It was some years after the failure of the international control proposal based on that Report before the United States moved into high gear commercially with the Atoms for Peace program, announced by President Eisenhower in 1953. While there was an element of altruism in that program, it was by no means unadulterated. In 1955, for example, a special committee of scientists and industrialists appointed by the Congress reported that U.S. assistance in the European development of nuclear energy would not only pay long-term dividends in future U.S. programs, but would also open a potential multibillion-dollar market.
For more than 20 years, the United States pursued that market on the theory that the combination of bilateral and international inspections would provide adequate protection against diversion to military purposes.

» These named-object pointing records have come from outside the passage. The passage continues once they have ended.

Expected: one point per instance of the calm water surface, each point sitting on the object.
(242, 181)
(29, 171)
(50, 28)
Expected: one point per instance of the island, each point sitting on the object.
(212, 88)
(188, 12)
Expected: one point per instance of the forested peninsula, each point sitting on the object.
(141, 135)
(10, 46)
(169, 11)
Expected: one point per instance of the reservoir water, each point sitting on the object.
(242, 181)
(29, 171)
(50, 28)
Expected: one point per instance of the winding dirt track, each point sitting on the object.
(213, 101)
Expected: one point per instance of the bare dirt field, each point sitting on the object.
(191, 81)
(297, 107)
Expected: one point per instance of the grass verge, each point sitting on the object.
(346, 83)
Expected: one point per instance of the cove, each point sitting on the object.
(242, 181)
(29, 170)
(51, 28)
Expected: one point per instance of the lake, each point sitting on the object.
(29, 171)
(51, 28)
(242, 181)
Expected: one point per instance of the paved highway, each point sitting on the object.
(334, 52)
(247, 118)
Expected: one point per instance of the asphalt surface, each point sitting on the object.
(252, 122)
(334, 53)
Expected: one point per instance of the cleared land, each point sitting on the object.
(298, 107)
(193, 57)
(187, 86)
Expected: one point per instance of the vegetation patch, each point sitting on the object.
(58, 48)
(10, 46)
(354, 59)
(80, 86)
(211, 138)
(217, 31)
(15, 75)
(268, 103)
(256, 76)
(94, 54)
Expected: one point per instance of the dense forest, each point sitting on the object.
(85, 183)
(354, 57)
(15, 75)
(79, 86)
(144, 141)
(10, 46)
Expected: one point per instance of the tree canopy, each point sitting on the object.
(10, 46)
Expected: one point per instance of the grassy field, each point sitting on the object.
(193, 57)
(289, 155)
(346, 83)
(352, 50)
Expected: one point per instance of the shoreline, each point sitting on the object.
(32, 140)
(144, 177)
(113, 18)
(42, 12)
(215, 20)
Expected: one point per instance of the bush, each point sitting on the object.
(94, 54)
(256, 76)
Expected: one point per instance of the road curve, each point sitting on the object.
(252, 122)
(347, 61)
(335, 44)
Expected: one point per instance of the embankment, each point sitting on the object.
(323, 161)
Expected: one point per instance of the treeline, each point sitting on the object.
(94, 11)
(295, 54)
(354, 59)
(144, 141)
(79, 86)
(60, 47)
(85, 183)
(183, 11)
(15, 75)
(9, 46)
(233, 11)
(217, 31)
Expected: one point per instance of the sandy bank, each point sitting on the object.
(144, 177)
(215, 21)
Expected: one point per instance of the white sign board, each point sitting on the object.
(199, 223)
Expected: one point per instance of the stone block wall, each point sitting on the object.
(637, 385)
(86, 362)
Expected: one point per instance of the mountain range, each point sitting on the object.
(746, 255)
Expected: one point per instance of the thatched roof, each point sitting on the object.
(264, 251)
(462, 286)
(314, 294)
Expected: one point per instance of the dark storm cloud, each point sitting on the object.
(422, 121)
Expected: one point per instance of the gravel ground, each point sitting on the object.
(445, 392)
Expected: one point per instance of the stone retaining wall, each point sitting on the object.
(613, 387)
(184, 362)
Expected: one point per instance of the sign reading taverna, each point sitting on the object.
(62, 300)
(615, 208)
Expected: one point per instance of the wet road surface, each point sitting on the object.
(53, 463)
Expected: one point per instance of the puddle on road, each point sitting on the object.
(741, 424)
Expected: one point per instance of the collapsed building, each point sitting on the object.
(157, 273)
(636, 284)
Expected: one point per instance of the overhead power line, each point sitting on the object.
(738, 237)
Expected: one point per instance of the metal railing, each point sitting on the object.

In assessing the dangers associated with possible misuse of nuclear materials, we were influenced by the mistaken assumption that nuclear weapons development would always require long and costly programs and that even separated plutonium could not easily or rapidly be turned into military explosives. That notion has now been pretty much put to rest, but we are still living with the decisions and institutions that were based on it.
In that more innocent time we pushed the idea of the plutonium-fueled breeder reactor enthusiastically, treated the future utilization of plutonium as inevitable, and regarded reprocessing as a legitimate and necessary commercial activity to be undertaken as the need arose. Unfortunately, the possibility that safeguards that worked for low-enriched nuclear fuel would not also work for plutonium, when that far-off day came, was not considered. The slow realization that international inspection of plutonium stockpiles could not provide sufficient protection turned U.S. policy around.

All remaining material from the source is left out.